I can live with the increased fee since it is a direct pass-through to the buyer.  It doesn’t change our cost to file quarterly (even when we make no sales).  It is a minor issue to change all our prices but, by law, we are not allowed to change our prices until at least 12 months after the renewal of the contract.  So the effect is that we eat their fee increase for at least 12 months.  I can live with that, too.  $242.50 for each $100,000 in sales will not kill our company.  What bothers me is: why is there a need for an increase?   Since the fee is a percentage of sale, and since the GSA is not doing anything more to ‘help’ either its government customers (Navy, FDA, etc.), why do they need more money?  My guess is that they have grown the number and scope of the rules and regulations and have increased their staff to account for it.  In other words, I think the bureaucracy has grown and is increasing the cost to all GSA customers to pay for it.  In short, government will pay more for goods and services and the Fed will have to print more money or you will have to pay more taxes.

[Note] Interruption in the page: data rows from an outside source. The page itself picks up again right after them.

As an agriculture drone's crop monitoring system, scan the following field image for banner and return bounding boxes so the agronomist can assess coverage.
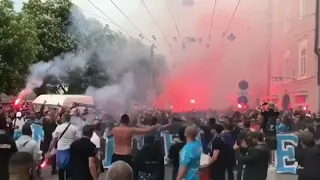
[26,124,298,174]
[103,131,207,168]
[276,134,298,174]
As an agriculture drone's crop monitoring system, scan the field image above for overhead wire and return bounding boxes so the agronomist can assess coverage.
[268,13,316,25]
[208,0,217,45]
[221,0,241,43]
[110,0,155,44]
[166,0,181,38]
[88,0,143,47]
[140,0,171,49]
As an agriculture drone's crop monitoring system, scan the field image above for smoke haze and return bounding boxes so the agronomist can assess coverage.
[22,7,166,115]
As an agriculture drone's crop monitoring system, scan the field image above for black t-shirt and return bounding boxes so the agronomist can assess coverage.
[168,142,185,168]
[0,134,18,180]
[261,109,279,136]
[41,119,57,152]
[211,135,235,166]
[70,138,97,180]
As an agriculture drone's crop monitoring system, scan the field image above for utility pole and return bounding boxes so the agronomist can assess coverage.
[267,0,273,99]
[314,0,320,111]
[149,44,156,107]
[150,44,156,89]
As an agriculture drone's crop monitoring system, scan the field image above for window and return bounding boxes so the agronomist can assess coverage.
[299,41,307,77]
[300,0,308,19]
[284,11,290,33]
[283,51,292,83]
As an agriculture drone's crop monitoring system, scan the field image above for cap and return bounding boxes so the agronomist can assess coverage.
[16,112,22,117]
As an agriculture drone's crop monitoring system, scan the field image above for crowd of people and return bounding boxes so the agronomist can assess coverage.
[0,100,320,180]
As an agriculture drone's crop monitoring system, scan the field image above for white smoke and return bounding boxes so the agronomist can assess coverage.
[22,5,165,114]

And, remember, the GSA is a tiny part of our government.  Its budget request for 2012 was just over $600,000,000 ($600 Million compared to the actual 2010 budget of $275 Million).  As part of the $3.7 Trillion 2012 budget, the GSA is just .016% or 16 hundred-thousandths of the total federal government budget.  Now imagine if the entire government had to increase its budget by (275 to 600 plus or well over 200% increase) or its fees by over 30% (.0075 to .009925) every two years.  Oh, wait, that has actually happened.  Our total government spending between 2008 and 2010 went from $2.9 Trillion to $3.5 Trillion or over 15% (and that doesn’t count all the commitments made in the Stimulus Bill, Obamacare, etc.).

I have a hard time imagining how our government could spend more money on what it buys today if the FAR and most centralized government purchasing ended tomorrow; if agencies became responsible to buy for themselves.  When rules are made to prevent fraud and corruption by the worst actors in our society, they invariably hurt the good guys.  They also drive up the price for everyone.  To save agencies from having to hire and manage honest and resourceful buyers, the FAR punishes all others in the system, but, especially the taxpayers who must foot the tremendous bill.

I don’t like to criticize without being constructive.  Therefore I will offer a suggested alternative.  Each manager of each government agency shall have as part of his or her duty the management of a strict operating budget for his or her group, department, or agency.  Failure to live within the budget must have consequences up to and including loss of pay, position, benefits, and the actual job.  When was the last time you saw a mission statement from a government agency that included “operating within the budget established for the agency”???  Make it part of the Mission of every government operation and put some teeth in it.